# <$500 1911



## falchunt (May 8, 2009)

I am thinking about getting a 1911 style 45 mostly for home. I have done some browsing, and I don't mind purchasing used. What are some suggestions from some of you seasoned 1911 vets on what to look at in the $500 and under price range? 

:watching:


----------



## VAMarine (Dec 25, 2008)

falchunt said:


> I am thinking about getting a 1911 style 45 mostly for home. I have done some browsing, and I don't mind purchasing used. What are some suggestions from some of you seasoned 1911 vets on what to look at in the $500 and under price range?
> 
> :watching:


If you shop, shop, and shop some more, you can find used Springfields under the $500 mark, other than that I'd be looking at Rock Island and Rock Island only.

You might be able to find and STI Spartan for around that cost, but they are not that common.


----------



## falchunt (May 8, 2009)

So would your preference be Springfield if you could find one for under $500?


----------



## dosborn (Apr 17, 2009)

I love my Springfield Mil Spec so I would say find a used one. But I have heard good things about the RIA. 

I have about $525 in my used Springer but you may be able to find one for $500 if you look REALLY hard. Forget about SS for $500 unless you find a used PT (Taurus). That kind of deal would still be hard to find too.


----------



## VAMarine (Dec 25, 2008)

falchunt said:


> So would your preference be Springfield if you could find one for under $500?


Probably, it really depends on the gun, as we're talking used, you might be able to find a Springer for the desired price, but it may be a POS.

I found this gem for $450 at a gun show about 3-4 years ago.



It's an older "Full size" model that was the predecessor to the Loaded Model, so you can find a great buy on a Springer, you just really gotta do the leg work and the shopping.

Probably your best bet for a good 1911 in your price range is to stalk the 1911 specific forums once you have your bank roll and make and see what you can snag, even make an offer unless the seller states that his price is firm...

Actually, I know of a Taurus PT1911 for sale for $400, I'll send you the link.


----------



## Tuefelhunden (Nov 20, 2006)

+1 VAMarines recommendation. I have taken a slightly different approach going after used Colts at a little higher price point but 2 used Colts both flawless runners and great finds.
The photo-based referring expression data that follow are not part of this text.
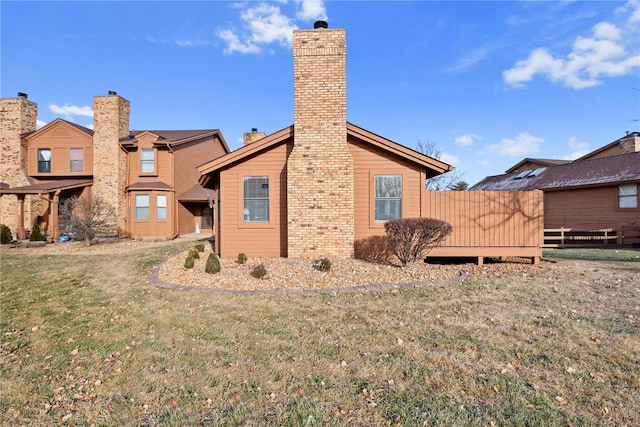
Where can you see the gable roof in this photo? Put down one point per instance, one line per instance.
(57, 122)
(610, 170)
(174, 138)
(352, 130)
(543, 162)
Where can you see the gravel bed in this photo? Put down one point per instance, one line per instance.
(283, 274)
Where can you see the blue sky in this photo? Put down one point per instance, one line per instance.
(489, 83)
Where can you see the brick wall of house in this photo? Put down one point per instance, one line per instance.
(110, 123)
(320, 187)
(17, 117)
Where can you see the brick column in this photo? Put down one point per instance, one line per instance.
(320, 206)
(17, 117)
(110, 124)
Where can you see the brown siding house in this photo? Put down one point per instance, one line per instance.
(325, 187)
(149, 177)
(597, 191)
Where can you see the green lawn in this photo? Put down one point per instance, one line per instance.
(87, 341)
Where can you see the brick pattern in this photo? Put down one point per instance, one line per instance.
(320, 184)
(110, 123)
(17, 117)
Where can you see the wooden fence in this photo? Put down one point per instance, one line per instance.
(625, 236)
(488, 223)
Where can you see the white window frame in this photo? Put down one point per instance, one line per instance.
(161, 207)
(628, 196)
(251, 211)
(43, 160)
(76, 165)
(382, 200)
(142, 206)
(145, 162)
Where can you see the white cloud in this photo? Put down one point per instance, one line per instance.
(449, 158)
(266, 23)
(523, 143)
(579, 149)
(590, 60)
(311, 10)
(68, 111)
(468, 139)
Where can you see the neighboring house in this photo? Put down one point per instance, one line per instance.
(596, 191)
(325, 187)
(149, 177)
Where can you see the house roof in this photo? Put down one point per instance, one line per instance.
(352, 130)
(48, 187)
(591, 172)
(52, 123)
(544, 162)
(174, 138)
(197, 193)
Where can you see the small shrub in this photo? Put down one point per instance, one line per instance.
(324, 265)
(5, 234)
(213, 264)
(189, 262)
(259, 271)
(36, 233)
(411, 239)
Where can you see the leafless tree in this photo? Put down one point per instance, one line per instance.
(84, 218)
(444, 182)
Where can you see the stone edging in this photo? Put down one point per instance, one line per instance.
(153, 278)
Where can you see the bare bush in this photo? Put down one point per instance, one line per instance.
(84, 218)
(411, 239)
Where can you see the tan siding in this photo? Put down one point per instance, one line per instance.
(368, 162)
(60, 138)
(589, 208)
(269, 240)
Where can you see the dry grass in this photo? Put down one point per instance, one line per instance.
(87, 341)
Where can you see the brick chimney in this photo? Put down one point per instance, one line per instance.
(17, 117)
(110, 124)
(253, 136)
(320, 191)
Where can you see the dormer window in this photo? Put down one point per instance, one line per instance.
(44, 160)
(147, 161)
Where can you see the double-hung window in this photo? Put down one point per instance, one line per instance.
(388, 197)
(44, 160)
(256, 198)
(147, 160)
(142, 206)
(161, 206)
(76, 157)
(628, 196)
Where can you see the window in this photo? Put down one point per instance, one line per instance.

Found them at gun shows. A good quality used 1911 with low miles that hasn't been monkeyed around with is just as good and a heck of a lot cheaper than new in box. For new at that price point the RIA and possibly the new Para GI Expert are worth a serious look. The Para GI might be too much money though at about $550 if memory serves my correctly. Welcome to the 1911 addiction Falchunt.


----------



## falchunt (May 8, 2009)

Thanks to all for the suggestions. I will stongly consider these options.:smt033


----------



## DevilsJohnson (Oct 21, 2007)

The last Springer 1911 I bought was 550. But it was a 9mm too. Great gun show find. Damn thing is a tack driver! 

Anyway, Rock Island has a pretty good one around that price. I'd get whats they call the tactical. It's basically a slightly better trigger and ambi safety. The sights are usually better too but the last I seen them was a while back. The gunbroker searches I'm doing at the moment on them show that they got the same on both now (It appears).

A blued Taurus PT1911 comes in around the five bill mark too. People can say what they want about them but the two I've bought have been spot on shooters. I'm a fan of those Heine Straight 8 sights too though. It's easier for me to get on target stacking two dots than the three. The front and rear being dovetailed already make changing them a breeze too if needed.

If you can find a Spartan That be a great one to have too. STI just makes them right. No question about that. The Para GI Expert might be worth a look-see too but I don't have any first hand knowledge on them. I love Para pistols though. If they built thr GI Expert as well as they do other models then it would be well worth looking at them too.


----------



## falchunt (May 8, 2009)

Cool, thanks DJ. I am just shopping around right now, but I think a 1911 will be my next member of the arms family 

If I can find a used Spartan, that will be my pick. I have shot STI's before, and I had no idea one could be had for that kind of price. I will be scoping out the local gun shows and keeping an eye on the e sales lists. I appreciate all of the help from you all on here. Once again, you have helped me narrow down what pistol I am looking for. 

Thanks again!:smt033


----------



## jdeere9750 (Nov 28, 2008)

VAMarine said:


> Actually, I know of a Taurus PT1911 for sale for $400, I'll send you the link.


Saw a used PT1911 yesterday for $400 as well. Don't know if it's on the website, but here's the link - http://www.whittakerguns.com. Good looking gun, by the way.

They had several used 1911's, most of which were kinda close to your price range.


----------



## johnny7 (Dec 9, 2009)

Isn't the para gi expert in that price range?


----------